The chaotic orbit’s estimate converges to \(\lambda \approx 0.05\) (consistent with the literature value for this orbit, e.g., Benettin et al. 1976), while the regular orbit’s estimate decays as \(\ln(t)/t\), the signature of regularity.

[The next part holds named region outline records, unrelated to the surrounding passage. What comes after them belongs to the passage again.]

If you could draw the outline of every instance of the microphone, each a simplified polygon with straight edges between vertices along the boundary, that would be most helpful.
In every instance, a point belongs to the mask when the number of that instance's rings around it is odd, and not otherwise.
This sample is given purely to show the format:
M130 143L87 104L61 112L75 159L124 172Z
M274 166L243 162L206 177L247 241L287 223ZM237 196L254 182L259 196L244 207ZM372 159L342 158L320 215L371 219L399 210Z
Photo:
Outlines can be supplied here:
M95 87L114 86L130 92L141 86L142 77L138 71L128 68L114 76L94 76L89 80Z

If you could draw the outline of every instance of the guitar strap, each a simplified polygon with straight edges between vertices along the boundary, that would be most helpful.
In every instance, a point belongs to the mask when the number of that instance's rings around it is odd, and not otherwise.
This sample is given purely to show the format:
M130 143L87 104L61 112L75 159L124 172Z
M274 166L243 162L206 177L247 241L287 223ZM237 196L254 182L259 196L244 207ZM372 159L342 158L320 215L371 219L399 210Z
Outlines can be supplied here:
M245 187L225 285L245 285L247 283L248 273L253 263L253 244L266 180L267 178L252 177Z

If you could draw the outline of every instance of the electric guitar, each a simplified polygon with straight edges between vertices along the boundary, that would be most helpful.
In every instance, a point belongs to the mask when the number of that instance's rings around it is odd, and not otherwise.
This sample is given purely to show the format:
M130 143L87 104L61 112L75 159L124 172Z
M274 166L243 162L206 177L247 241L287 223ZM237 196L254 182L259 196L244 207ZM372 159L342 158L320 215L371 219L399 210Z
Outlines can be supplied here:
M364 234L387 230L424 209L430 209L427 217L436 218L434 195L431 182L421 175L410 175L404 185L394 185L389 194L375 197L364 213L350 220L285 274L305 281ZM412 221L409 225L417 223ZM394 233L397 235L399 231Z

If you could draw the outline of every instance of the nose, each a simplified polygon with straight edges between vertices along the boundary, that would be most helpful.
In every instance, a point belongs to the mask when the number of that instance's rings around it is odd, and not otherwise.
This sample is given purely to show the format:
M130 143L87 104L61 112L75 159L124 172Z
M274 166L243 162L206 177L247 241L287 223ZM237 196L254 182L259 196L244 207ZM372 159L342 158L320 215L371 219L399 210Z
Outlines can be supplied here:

lyapunov works for three-dimensional orbits in the same way and supports physical outputs: when the orbit and potential carry physical scales, the returned exponent is in \(\mathrm{Gyr}^{-1}\) (it is a frequency). For example, for a mildly perturbed disk orbit in MWPotential2014 (a regular orbit, so the estimate decays):

[5]:
o = Orbit([1.0, 0.1, 1.1, 0.0, 0.1, 0.0], ro=8.0, vo=220.0)
ts = numpy.linspace(0.0, 1000.0, 101)
lam = o.lyapunov(ts, pot=MWPotential2014, method="dop853_c", renorm_every=5)
print(f"lambda(t_mid) = {lam[len(ts) // 2]:.2f}, lambda(t_end) = {lam[-1]:.2f}")
print("(decreasing -> consistent with a regular orbit; convergence to zero")
print(" requires much longer integration times)")
lambda(t_mid) = 1.18, lambda(t_end) = 1.06
(decreasing -> consistent with a regular orbit; convergence to zero
 requires much longer integration times)

For more details, see the API documentation of Orbit.integrate_dxdv, Orbit.getOrbit_dxdv, and Orbit.lyapunov.